Is your business continuous?
should use a business continuity plan to make their organisations less susceptible
to outages. Here are a few steps that will go a long way in ensuring continuous
operations and productivity in the workplace. by Lakshman Narayanaswamy
Business continuity is about making your business resilient
to events that are disruptive and affect the goals of your business. Taking
steps to keep your business continuous does not have to be complex and fraught
with options and possibilities.
In this article, we introduce the methodology behind business
continuity planning and aim to simplify what it takes to make your business
more continuous, and how to derive the biggest bang for the buck from your investment
in business continuity.
Business continuity is no longer
an option but a necessity. A successful plan has people, processes and
infrastructure to keep critical functions of the business available
Talking the talk
Business continuity and Disaster Recovery (DR) are two terms
that are used interchangeably. DR is an older term that is used for recovery
of IT systems. It also connotes a reactive approach to managing recovery. Business
continuity is the current usage that connotes a broader scope then just IT.

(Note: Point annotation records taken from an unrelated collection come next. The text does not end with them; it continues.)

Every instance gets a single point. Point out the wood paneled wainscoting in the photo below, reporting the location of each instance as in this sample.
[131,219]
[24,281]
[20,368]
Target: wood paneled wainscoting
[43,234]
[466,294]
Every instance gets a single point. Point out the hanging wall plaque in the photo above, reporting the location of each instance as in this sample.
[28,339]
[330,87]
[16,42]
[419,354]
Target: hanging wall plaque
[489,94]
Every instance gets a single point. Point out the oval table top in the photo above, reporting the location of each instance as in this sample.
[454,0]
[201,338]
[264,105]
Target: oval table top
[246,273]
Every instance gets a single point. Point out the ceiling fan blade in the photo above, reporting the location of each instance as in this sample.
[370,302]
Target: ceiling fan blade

It also suggests a proactive approach in keeping the business available.
The approach to business continuity is common sense, just
like having a spare tyre in the car to avoid disruptions from nails on the road,
and a second gas cylinder in the kitchen to compensate for delivery delays.
Business owners and management must not dismiss business
continuity as an exercise only for the top 100. According to The New York Times
45,000 small businesses ceased to exist after the Sept 11 attack on the World
Trade Center as they could not absorb the loss of income and the operational
logistics of being around the disaster site.
Know thy business
An effective start to making your business more available
is to understand the various activities that connect a customer requirement
to its fulfillment. The goal of this exercise is to identify activities that
are critical to the running of the business.

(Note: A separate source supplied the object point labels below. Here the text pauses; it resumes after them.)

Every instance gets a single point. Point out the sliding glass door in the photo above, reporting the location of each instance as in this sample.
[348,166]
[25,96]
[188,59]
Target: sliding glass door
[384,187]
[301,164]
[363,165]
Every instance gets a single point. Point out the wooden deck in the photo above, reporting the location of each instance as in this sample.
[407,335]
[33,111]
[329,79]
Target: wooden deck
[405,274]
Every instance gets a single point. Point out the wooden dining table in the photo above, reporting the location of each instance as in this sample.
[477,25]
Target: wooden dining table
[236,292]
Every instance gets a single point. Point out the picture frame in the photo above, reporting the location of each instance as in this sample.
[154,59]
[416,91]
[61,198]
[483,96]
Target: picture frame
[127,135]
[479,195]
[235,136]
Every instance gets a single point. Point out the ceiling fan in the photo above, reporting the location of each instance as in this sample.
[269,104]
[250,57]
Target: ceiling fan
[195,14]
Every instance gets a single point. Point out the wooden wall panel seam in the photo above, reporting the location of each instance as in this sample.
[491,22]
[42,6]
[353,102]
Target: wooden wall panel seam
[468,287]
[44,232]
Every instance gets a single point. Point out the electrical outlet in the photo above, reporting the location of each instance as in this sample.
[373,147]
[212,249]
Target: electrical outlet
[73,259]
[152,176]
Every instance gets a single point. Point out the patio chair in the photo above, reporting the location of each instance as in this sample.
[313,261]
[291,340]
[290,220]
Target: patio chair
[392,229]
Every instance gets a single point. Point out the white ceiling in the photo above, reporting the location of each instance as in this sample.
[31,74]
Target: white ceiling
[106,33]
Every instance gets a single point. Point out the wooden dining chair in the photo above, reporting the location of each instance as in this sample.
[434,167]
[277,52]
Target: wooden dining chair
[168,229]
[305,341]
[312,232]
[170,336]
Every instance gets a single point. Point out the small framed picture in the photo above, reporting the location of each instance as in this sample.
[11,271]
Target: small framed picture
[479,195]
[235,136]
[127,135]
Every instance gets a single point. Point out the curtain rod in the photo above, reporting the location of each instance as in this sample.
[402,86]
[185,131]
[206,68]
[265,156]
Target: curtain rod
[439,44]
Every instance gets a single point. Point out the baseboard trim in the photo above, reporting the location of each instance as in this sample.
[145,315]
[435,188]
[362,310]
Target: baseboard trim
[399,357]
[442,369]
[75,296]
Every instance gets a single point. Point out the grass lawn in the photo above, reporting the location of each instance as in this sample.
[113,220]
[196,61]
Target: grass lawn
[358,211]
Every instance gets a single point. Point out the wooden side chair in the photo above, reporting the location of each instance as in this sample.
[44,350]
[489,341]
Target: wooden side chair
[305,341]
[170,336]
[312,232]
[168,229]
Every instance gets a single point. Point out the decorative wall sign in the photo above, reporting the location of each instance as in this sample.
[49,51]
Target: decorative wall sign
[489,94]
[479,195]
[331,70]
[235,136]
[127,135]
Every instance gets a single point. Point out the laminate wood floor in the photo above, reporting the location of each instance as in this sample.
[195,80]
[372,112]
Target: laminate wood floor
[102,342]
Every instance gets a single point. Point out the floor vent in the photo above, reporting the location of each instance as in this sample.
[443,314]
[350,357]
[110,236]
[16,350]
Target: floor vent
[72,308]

Once critical activities are identified, the inputs, outputs
and various dependencies must be understood. As an example, in a manufacturing
enterprise, the goods production plant is critical for the viability of the
business. A key dependency of the manufacturing process could be the ERR system
that runs all the machinery in the plant.
The critical activity could be an IT application, for example,
ATOM banking and information in a banking enterprise.
Critical to business
When is an activity critical to the business? When the loss
of or inability to provide for the activity damages the business. The loss or
damage can be a financial impact or a qualitative measure like loss of reputation
and customer trust. It is very useful to understand the implication of loss
and quantify it.
As an example, banking industry figures suggest that thirty
minutes of downtime can translate to a loss of up to Rsv 2 crone. Based on the
impact of downtime, the management can determine recovery objectives. A key
recovery measure is Recover Time Objective (RTF), the amount of time the business
has before it must be available.
Having identified activities that are critical to a business,
the next step is to explore the vulnerability of the business to various kinds
Understand your business vulnerabilities
Tsunami and earthquakes make headlines and draw attention,
but experience tells us that unplanned events and acts of God account
for less then five percent of business downtime. Everyday events like software
and hardware errors, patch upgrades, configuration changes, network outages
and power failure cause over 80 percent of business outages.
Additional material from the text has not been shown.